In der Studie klingt es, als wären sich die Forscher ihrer Sache sehr sicher. Mit Einschränkungen und Konjunktiven halten sie sich nicht groß auf. Dabei seien die Schlussfolgerungen von Skinner und Kollegen mehr als zweifelhaft, sagte Jörn Walter, Genetiker an der Universität des Saarlandes und Leiter der Arbeitsgruppe Epigenetik, dem Tagesspiegel. "Ich bin sehr skeptisch, dass man aus der vorliegenden Arbeit Rückschlüsse auf die epigenetische Vererbbarkeit ziehen kann", so Walter. Die Studie nutze methodisch veraltete Ansätze und sei in weiten Teilen schlecht durchgeführt oder zumindest schlecht dokumentiert. "Es fehlen Fallzahlen, die Statistik ist ungenügend erklärt."
So vermisse Walter auch eine Erklärung für den Zusammenhang zwischen den epigenetischen Veränderungen und den gefundenen Erkrankungen, die überdies nicht ausreichend detailliert beschrieben seien. Zudem handle es sich bei Spritzen unter die Bauchdecke um eine extreme Art der Behandlung, die weit an der Realität vorbeigehe. Nicht zuletzt deshalb verböten sich auch Rückschlüsse auf den Menschen.
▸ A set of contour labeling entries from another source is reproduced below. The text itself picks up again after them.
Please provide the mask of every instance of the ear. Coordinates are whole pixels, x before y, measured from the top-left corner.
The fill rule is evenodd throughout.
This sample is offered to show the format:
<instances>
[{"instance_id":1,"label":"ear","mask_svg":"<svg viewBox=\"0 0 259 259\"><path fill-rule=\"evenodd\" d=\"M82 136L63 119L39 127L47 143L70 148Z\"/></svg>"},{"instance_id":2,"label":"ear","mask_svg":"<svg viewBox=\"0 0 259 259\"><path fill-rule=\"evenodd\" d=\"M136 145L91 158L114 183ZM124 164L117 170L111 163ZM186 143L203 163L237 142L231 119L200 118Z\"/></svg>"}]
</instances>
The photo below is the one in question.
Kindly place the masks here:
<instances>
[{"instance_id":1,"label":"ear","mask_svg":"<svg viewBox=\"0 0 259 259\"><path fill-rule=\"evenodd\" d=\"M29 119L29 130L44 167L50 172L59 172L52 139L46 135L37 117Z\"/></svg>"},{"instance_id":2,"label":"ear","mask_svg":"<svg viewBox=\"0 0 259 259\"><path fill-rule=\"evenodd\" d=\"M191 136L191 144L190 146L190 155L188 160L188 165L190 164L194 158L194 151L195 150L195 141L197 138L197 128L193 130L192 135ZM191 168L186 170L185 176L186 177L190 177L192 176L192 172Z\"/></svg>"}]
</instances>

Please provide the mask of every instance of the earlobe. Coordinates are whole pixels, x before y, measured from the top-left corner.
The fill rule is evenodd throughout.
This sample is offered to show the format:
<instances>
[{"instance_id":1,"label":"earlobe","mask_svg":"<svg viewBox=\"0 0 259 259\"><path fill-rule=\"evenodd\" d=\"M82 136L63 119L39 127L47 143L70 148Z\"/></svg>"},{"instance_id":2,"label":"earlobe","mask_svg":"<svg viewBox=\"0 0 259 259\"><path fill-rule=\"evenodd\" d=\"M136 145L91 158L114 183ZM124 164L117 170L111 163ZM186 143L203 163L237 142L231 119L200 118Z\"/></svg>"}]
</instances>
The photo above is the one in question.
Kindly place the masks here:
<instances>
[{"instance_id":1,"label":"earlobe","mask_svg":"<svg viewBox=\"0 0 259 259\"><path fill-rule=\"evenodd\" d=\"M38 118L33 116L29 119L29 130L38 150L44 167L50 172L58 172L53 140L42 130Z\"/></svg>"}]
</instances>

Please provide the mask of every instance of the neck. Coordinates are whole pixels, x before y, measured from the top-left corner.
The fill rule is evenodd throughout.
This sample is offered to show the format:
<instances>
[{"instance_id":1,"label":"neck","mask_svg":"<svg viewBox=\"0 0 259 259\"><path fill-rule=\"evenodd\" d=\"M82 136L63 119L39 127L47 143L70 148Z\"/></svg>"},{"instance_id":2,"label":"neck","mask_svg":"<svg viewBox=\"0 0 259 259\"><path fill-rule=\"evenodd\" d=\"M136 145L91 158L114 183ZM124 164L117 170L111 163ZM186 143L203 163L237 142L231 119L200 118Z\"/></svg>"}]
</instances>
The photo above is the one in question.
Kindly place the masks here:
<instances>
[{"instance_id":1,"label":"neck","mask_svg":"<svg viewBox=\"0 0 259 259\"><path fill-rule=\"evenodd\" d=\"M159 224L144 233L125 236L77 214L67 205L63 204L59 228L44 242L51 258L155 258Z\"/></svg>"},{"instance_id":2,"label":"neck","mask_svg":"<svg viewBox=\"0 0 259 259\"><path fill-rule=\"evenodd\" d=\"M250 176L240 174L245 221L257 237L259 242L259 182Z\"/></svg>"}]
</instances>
Was die Dosis des verabreichten Glyphosats betrifft, so wählten die Forscher die Hälfte derjenigen Dosis, bis zu der keine beobachtbaren nachteiligen Effekte beim Menschen zu erwarten sind. Sie liegt aber nach Angabe der Forscher mit 25 Milligramm pro Kilogramm Körpergewicht deutlich über den in der Industrie erlaubten Dosen von 2,5 bis 4,5 Milligramm pro Kilogramm Körpergewicht.
Forschung durchaus lohnenswert
Glyphosat ist das weltweit am weitesten verbreitete Herbizid. Nach der Übernahme von Monsanto wird es von der Firma Bayer produziert. In Deutschland hatte das Bundesamt für Verbraucherschutz und Lebensmittelsicherheit die Zulassung im März 2019 bis zum Jahresende verlängert. Dabei hatte die Bundesregierung angekündigt, künftig auf das umstrittene Herbizid verzichten zu wollen.
Neben den negativen Auswirkungen auf die Artenvielfalt ist vor allem eine möglicherweise krebserregende Wirkung von Glyphosat im Gespräch. Als verantwortliche Behörde hatte das Bundesinstitut für Risikobewertung mehr als 1000 Studien zum Thema ausgewertet und war nach erneuter Prüfung zu dem Schluss gekommen, Glyphosat sei "wahrscheinlich nicht krebserregend". Auch einem Bericht der Pestizidexpertengruppe der Weltgesundheitsorganisation zufolge hat Glyphosat eine sehr geringe akute Giftigkeit.
Bundesinstitut für Risikobewertung Krebs durch Glyphosat „unwahrscheinlich“
Im Gegensatz zu den akuten Wirkungen haben vererbbare gesundheitliche Effekte, wie sie in der aktuellen Washingtoner Studie postuliert werden, bei der bisherigen Bewertung des Herbizids eine eher untergeordnete Rolle gespielt. Der Genetiker Jörn Walter betont aber, dass es durchaus lohnenswert sein könne, sich mit ihnen zu beschäftigen – allerdings anders, als bei der Arbeit von Skinner und seinen Kollegen geschehen. "Da es sich um wirklich komplexe Studien handelt, braucht es einen methodisch ausgereifteren Ansatz, ansonsten gießt man nur weiter Öl ins Feuer der Diskussion um Glyphosat."